4.0 Shared Decision-Making:
4.1 Models, coaches, and supports shared decision-making in care planning and service determination with the individual and family members (where applicable) and emphasizes self-management, recovery and wellness, including transition to community based services and/or supports.
4.2 Promotes a recovery oriented perspective that the individuals served and their family members are the driver of goals on the Care Plan.
5.0 Information Sharing
5.1 Helps develop internal protocols for use of the Recovery Oriented Care Coordination (ROCC) module to promote shared accountability.
6.0 Community-Based Services
6.1 Works with the individual to develop diversion strategies to prevent individuals who can be effectively treated in the community and divert from crisis admissions.    
7.0 Coordination Across the Spectrum of Health Care
7.1 Takes a leadership role in assessing internal organizational culture and finds ways to incorporate the core values and competencies of Care Coordination into daily practice.
7.2 Tracks unmet service needs and gaps and provides feedback the Team Leader.
7.3 Monitors access to services identified on the Aftercare/Safety Plan to ensure that individuals who require medications or other services are linked and follow through.   
7.4 Ensures internal capacity to assess individuals for eligibility of Supplemental Security Income (SSI), Social Security Disability Insurance (SSDI), Veteran's Administration benefits, housing benefits, and public benefits, and assist them in obtaining eligible benefits, including the use of SOAR when assessing for SSI and SSDI.
8.0 Culturally and Linguistically Competent
8.1 Monitors how effectively internal staff has incorporated into treatment plans the values, preferences, beliefs, culture, and identity of the individual served, and their community when providing care coordination.
8.2 Ensures there are internal protocols for meeting the linguistic needs of the individuals served.

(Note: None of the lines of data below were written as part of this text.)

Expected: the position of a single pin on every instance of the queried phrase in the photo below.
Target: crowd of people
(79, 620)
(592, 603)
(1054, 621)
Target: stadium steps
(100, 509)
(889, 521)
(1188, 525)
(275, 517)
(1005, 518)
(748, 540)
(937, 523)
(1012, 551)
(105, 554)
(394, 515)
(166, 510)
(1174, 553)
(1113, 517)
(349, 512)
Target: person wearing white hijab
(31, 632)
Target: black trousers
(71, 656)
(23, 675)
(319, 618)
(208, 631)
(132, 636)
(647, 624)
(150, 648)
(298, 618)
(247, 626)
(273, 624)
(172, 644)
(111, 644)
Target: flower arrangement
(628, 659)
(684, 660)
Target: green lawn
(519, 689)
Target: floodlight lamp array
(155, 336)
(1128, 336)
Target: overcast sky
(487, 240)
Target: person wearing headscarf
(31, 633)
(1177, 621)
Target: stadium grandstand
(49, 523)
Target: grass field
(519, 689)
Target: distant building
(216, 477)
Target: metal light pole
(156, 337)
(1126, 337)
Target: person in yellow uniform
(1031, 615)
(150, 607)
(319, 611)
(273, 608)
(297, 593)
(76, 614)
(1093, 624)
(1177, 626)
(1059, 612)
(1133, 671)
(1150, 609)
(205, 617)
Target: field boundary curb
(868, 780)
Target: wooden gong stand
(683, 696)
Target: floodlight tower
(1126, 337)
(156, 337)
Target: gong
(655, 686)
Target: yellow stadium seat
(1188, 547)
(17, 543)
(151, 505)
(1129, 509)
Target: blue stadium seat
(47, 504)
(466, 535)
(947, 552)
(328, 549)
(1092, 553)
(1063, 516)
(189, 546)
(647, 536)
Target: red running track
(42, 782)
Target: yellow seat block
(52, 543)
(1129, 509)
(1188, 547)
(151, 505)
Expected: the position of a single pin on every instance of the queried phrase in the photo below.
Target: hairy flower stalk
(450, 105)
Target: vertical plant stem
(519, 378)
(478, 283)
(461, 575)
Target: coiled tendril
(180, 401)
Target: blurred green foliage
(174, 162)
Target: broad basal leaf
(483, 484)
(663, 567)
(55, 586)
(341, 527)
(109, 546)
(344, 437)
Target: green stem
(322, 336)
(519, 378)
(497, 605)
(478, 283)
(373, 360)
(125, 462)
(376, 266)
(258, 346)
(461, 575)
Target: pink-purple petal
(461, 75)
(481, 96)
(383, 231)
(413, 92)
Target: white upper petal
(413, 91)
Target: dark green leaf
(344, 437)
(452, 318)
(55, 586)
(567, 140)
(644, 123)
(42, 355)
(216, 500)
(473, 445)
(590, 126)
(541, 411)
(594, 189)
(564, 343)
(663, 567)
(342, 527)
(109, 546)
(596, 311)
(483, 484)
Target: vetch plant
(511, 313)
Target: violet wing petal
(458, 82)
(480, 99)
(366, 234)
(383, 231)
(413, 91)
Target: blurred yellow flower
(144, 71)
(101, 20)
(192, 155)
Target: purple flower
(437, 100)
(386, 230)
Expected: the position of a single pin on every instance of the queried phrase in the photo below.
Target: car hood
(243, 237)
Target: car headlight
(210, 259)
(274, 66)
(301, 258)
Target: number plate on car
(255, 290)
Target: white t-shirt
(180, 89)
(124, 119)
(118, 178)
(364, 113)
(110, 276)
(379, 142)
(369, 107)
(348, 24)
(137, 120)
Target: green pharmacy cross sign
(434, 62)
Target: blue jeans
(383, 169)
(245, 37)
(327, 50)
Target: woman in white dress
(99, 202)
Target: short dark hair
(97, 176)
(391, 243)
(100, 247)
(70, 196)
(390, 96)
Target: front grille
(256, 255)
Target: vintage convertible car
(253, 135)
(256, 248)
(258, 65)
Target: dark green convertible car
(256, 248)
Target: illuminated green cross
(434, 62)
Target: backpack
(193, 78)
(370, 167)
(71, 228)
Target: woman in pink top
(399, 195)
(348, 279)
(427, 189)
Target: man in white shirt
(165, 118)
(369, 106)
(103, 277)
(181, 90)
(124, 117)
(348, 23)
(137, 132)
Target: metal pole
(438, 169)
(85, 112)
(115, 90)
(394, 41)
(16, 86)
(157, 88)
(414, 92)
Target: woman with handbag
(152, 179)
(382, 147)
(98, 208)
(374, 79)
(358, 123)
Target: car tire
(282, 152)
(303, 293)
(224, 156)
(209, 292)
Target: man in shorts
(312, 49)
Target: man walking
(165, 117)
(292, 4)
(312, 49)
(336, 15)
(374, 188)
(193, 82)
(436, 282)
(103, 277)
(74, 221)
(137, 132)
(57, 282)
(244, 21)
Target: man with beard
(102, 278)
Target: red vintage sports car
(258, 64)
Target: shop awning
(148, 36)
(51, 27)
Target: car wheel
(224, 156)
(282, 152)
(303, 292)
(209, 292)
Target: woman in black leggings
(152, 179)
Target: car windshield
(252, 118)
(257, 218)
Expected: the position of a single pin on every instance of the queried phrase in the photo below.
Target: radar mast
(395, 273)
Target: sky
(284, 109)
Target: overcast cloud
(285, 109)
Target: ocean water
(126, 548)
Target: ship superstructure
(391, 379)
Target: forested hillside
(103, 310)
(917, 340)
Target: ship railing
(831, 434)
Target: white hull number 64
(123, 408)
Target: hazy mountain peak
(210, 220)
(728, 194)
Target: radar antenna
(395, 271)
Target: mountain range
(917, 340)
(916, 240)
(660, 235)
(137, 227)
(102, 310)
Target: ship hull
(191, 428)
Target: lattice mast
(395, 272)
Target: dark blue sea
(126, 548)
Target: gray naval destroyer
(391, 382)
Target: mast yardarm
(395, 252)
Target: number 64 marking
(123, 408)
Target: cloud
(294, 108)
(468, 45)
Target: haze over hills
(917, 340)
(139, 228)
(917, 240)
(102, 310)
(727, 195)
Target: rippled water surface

8.3 Recommends ways that internal quality assurance protocols can address cultural and linguistic competence.
9.0 Tracks Measurable Outcomes and Progress towards Care Coordination Goals

9.1 Tracks individuals served through Care Coordination for improved outcomes in the following areas:

o    Responds to a crisis in 60 minutes or less for at least 80% of the mobile episodes.

o    Identifies ways for children with SED and ED who improve their level of functioning.

o    Monitors ways MRCT decreases/diverts admissions to crisis units.

o    Monitors formal outreach activities annually.

o    Monitors length of time from an acute care setting discharge to linkage to services in the community.

o    Other outcomes as assigned by the Team Leader.

10.0 Performs other duties as requested.
10.1 Miscellaneous duties are performed according to instruction.
10.2 All documentation is completed within the EMR system according to instruction.

New Horizons of the Treasure Coast, Inc.